CMS increases health care access for individuals experiencing homelessness

 

Directed by the Health Insurance Portability and Accountability Act, the Secretary of Health and Human Services adopted national standards for electronic transactions in 1996.1 These standard transactions require all health plans and providers to use code sets known as Place of Service (POS) codes. POS codes describe sites of service for professional claims to determine the acceptability of direct billing of Medicare, Medicaid and private insurance services delivered by a given provider. This code set is maintained by The Centers for Medicare & Medicaid Services (CMS).

Effective October 1, 2023, the “Outreach Site/Street” category is the latest addition to the POS codes.2 This new category, identified by “27”, defines an “Outreach Site/Street” as a non-permanent location on the street or found environment, not described by any other POS code, where health professionals provide preventive, screening, diagnostic and/or treatment services to individuals experiencing homelessness. Providers are now able to differentiate between “mobile care” and “street care”, allowing for improved data of the health care needs of individuals experiencing homelessness. Consistent inclusion of the code in State fee schedules (as Pennsylvania has done) provides clear and consistent guidance to health plans to cover street medicine services, and ultimately promotes enhanced equity and predictability for providers and individuals receiving care.

Street medicine has been shown to provide low-cost, high-impact services that reduce emergency room visits and hospitalizations as well as hospital lengths of stay.3 Street medicine programs are uniquely positioned to navigate not just complex medical needs, but to address gaps in social care as well. Street medicine providers may be the only professionals trusted by those experiencing homelessness and often serve as a critical bridge to other resources and connections to services.4

Street medicine services are in demand as they allow earlier and more accessible interventions – reducing the rate of serious complications and therefore decreasing health care-associated costs.5 These services remove some of the challenges caused by social drivers of health (SDOH) which prevent individuals from receiving care. SDOH factors can include lack of transportation, inability to cover the cost of services, lack of knowledge to register as a Medicaid member and fear of requesting care due to stigma. Delivery of street medicine services has been shown to reduce health inequities and stigma among underserved populations.
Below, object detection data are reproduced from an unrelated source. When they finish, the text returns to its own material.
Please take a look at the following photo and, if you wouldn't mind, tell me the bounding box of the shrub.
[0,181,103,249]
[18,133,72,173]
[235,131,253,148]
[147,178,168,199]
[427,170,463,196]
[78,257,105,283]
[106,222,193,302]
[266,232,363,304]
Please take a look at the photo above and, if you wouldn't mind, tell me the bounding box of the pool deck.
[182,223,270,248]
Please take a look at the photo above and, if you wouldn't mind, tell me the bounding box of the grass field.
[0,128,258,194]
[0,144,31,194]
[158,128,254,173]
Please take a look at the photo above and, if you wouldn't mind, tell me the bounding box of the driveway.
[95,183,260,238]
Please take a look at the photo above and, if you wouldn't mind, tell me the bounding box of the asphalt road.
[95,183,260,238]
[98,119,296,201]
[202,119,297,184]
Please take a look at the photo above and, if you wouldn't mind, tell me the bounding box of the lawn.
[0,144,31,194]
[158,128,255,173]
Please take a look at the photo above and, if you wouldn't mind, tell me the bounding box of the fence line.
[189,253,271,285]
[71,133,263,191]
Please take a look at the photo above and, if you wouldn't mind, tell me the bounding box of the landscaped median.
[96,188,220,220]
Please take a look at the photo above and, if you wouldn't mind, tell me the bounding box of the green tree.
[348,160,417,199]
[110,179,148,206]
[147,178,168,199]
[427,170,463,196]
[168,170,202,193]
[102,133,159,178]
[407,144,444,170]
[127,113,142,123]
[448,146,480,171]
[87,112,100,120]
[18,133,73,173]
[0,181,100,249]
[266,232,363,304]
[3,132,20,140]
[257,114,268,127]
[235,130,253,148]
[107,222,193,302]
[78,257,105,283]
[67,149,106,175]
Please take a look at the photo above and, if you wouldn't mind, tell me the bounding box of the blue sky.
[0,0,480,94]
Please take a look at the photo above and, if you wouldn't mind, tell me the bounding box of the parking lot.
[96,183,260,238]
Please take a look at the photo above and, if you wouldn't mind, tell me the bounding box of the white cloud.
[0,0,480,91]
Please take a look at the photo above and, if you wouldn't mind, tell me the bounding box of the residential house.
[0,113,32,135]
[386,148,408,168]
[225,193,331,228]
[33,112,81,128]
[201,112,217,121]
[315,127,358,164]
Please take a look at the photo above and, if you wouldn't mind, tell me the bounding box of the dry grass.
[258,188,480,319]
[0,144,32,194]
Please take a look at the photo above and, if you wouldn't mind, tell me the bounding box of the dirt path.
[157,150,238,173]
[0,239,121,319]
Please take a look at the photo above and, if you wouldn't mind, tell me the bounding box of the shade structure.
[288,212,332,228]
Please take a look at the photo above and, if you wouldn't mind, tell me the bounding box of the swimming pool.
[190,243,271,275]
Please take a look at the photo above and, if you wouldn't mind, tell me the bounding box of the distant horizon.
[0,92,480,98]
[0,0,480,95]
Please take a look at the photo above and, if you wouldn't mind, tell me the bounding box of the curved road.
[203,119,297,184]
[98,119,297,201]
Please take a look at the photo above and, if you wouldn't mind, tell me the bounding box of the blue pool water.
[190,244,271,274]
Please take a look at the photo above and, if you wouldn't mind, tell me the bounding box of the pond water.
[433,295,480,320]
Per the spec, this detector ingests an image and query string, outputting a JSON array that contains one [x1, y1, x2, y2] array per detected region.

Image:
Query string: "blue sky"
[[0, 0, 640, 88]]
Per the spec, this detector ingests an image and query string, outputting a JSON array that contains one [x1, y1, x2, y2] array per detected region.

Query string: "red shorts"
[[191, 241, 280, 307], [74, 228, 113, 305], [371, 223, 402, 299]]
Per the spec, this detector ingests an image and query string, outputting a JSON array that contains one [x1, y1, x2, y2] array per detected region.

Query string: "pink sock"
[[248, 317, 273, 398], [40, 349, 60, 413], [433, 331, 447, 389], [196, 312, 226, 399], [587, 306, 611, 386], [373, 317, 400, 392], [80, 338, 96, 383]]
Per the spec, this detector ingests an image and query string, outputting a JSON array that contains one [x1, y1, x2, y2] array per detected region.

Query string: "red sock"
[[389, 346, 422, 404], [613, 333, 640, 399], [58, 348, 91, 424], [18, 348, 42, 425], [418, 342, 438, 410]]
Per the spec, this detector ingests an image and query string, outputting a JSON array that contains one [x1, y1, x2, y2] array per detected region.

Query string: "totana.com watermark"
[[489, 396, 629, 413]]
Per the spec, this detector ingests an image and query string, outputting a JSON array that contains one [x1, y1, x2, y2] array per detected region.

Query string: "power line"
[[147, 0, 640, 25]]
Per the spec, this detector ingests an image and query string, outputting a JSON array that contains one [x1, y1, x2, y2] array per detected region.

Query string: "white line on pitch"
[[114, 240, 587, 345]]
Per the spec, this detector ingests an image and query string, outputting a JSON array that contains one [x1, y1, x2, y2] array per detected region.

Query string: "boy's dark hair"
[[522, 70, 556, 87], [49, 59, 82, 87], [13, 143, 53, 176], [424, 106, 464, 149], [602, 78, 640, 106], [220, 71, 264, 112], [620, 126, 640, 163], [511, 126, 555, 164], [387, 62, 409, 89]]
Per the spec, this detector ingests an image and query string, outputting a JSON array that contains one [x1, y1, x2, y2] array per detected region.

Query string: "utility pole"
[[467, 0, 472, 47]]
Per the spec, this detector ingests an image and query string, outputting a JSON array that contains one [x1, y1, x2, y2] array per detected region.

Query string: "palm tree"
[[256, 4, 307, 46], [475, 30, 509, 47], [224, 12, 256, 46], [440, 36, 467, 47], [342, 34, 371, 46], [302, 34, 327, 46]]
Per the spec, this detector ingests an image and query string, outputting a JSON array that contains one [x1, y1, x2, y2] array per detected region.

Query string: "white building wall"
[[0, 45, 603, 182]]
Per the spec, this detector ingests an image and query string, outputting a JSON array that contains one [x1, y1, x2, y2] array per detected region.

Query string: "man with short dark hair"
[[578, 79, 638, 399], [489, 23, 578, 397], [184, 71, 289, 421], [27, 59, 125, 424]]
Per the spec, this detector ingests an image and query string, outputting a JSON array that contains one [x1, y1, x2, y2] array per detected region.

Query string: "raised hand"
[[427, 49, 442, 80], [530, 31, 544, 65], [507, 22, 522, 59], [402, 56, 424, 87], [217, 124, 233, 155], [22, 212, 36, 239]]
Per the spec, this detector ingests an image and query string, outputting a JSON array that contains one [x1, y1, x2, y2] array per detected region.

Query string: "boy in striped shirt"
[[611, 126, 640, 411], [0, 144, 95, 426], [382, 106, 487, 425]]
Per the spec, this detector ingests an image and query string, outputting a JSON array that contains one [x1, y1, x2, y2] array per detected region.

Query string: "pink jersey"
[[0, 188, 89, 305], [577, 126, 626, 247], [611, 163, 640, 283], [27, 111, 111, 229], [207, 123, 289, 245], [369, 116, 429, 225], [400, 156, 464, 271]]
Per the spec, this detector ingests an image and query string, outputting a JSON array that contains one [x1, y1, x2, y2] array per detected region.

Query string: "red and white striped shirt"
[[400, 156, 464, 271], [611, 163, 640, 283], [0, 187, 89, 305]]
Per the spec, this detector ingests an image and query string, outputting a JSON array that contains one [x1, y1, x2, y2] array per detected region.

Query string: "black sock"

While benefits of street medicine have been noted, there has previously been concern about accurate data collection regarding the health needs of individuals who are homeless.6 However, official recognition of street medicine promotes improved data collection pertaining to the provided services and needs of this population. Director and Co-Founder of University of Southern California Street Medicine, Brett Feldman, commented, “Most street medicine programs fight to exist and survive right now. This recognition by CMS helps make street medicine sustainable and scalable and could really help these programs to grow and thrive.”